In the UK, unemployment is at its lowest for almost half a century, but large numbers of people have chosen to drop out of the workforce. In the eurozone, the jobless rate is the lowest since the creation of the single currency. In the US, acute labour shortages have created a jobseekers’ market — although wages are still lagging behind inflation.

The problems in labour markets look very different from when Christopher Pissarides, regius professor of economics at the LSE and a former adviser to the Cypriot and Greek governments, began his academic career in the 1970s — a time when governments were struggling to get to grips with a new era of mass unemployment.

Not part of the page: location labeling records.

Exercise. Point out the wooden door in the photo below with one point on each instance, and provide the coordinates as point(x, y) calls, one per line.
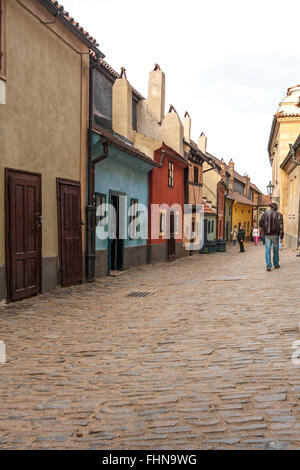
point(70, 231)
point(23, 234)
point(171, 241)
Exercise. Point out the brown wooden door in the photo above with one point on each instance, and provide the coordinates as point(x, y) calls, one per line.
point(70, 232)
point(23, 234)
point(171, 241)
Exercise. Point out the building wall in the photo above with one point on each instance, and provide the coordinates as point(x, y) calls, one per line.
point(124, 174)
point(41, 124)
point(210, 181)
point(242, 214)
point(195, 190)
point(292, 216)
point(288, 131)
point(161, 193)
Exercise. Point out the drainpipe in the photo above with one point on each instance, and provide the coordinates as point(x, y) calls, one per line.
point(90, 208)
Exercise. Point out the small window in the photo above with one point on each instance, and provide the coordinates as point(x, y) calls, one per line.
point(196, 174)
point(2, 38)
point(101, 209)
point(134, 215)
point(171, 174)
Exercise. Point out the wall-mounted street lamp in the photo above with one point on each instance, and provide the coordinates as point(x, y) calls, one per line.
point(270, 189)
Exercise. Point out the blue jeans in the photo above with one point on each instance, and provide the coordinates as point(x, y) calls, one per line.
point(272, 241)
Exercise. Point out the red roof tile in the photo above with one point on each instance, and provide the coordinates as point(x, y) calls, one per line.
point(208, 209)
point(242, 199)
point(264, 200)
point(74, 22)
point(115, 74)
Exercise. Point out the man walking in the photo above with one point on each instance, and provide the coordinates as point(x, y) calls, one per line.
point(271, 224)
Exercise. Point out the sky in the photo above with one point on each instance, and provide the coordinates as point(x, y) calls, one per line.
point(228, 63)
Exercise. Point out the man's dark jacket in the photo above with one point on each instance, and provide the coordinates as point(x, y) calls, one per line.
point(241, 235)
point(271, 223)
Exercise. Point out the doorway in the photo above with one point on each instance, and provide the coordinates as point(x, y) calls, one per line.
point(69, 231)
point(116, 243)
point(23, 221)
point(171, 240)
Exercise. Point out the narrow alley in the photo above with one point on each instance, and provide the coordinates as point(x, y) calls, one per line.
point(204, 361)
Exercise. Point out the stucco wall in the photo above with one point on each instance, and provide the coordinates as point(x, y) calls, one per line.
point(40, 126)
point(127, 175)
point(210, 181)
point(242, 213)
point(292, 209)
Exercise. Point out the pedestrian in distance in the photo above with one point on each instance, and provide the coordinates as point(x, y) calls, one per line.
point(255, 235)
point(241, 239)
point(271, 224)
point(234, 234)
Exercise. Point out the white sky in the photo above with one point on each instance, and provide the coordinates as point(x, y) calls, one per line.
point(228, 63)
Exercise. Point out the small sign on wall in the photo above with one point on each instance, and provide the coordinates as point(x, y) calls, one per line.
point(2, 92)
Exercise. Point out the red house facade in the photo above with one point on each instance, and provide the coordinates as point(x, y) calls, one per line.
point(166, 206)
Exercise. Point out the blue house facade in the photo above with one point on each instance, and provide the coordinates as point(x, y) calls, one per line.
point(121, 186)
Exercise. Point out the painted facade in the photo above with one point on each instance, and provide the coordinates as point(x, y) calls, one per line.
point(43, 131)
point(291, 168)
point(166, 191)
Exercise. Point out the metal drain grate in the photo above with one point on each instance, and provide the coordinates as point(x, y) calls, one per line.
point(140, 294)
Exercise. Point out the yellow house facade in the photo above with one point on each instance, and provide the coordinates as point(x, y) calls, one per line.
point(291, 169)
point(242, 214)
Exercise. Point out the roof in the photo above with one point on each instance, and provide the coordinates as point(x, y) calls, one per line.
point(119, 143)
point(113, 73)
point(172, 153)
point(242, 199)
point(208, 209)
point(236, 175)
point(264, 200)
point(59, 12)
point(288, 108)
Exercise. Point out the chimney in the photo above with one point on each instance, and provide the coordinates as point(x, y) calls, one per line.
point(246, 180)
point(202, 143)
point(156, 94)
point(122, 107)
point(223, 169)
point(231, 177)
point(172, 131)
point(186, 122)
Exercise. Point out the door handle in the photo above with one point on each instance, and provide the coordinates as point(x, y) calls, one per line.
point(40, 221)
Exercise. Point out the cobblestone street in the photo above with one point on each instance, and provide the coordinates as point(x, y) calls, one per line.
point(204, 363)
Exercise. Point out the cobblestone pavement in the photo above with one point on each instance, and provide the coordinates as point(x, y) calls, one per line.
point(205, 363)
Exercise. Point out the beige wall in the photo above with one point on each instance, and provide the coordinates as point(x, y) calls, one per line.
point(287, 132)
point(210, 181)
point(40, 126)
point(292, 208)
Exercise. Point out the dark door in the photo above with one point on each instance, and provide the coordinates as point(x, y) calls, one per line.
point(171, 241)
point(23, 234)
point(70, 232)
point(116, 255)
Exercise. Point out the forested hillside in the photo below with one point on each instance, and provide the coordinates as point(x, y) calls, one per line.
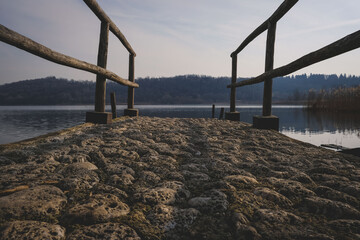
point(188, 89)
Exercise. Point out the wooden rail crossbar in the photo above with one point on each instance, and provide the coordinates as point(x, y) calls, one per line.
point(346, 44)
point(277, 15)
point(268, 121)
point(15, 39)
point(94, 6)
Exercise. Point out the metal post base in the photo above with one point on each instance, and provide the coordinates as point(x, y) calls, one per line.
point(232, 116)
point(131, 112)
point(99, 117)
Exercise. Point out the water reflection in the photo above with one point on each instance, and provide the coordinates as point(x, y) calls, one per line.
point(18, 123)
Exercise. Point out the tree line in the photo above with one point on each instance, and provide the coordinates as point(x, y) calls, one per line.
point(186, 89)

But for Pissarides — who won a Nobel Prize in 2010 for his work on friction in labour markets — many of the answers are similar.

Then, he argued that unemployment could not be solved by macroeconomic stimulus, because it was partly due to mismatches between the jobs and the skills of the workers available. Now, he contends that policymakers need to rid themselves of the urge to tackle social problems through monetary and fiscal stimulus that will fuel inflation but not bring any fundamental shift in workers’ bargaining power.

Discussing the new review he is leading, of automation and the future of work in the UK, he argues that the remedies for regional inequality will instead lie in upskilling people for new roles, and using the flexibilities afforded by remote working to help older workers remain in the workforce or re-enter it.

Delphine Strauss: Chris, what differences do you see between this recovery and the last one, after 2008? It seems as if in the aftermath of the financial crisis we had a different problem, with very persistent unemployment in the eurozone, and then a big rise in low quality work and insecurity in the US and the UK. How do you think the Covid crisis has changed the nature of the challenge?

Christopher Pissarides: It’s a completely different kind of recovery we’re facing now. Not only because of Covid, but also because it has coincided with the war in Ukraine and what’s happening to prices of materials. In 2008, the recession was focused on the financial sector, and the main spillover from there was in construction or housing . . . Once you brought [those two sectors] under control . . . then recovery was going to come on its own, as it did.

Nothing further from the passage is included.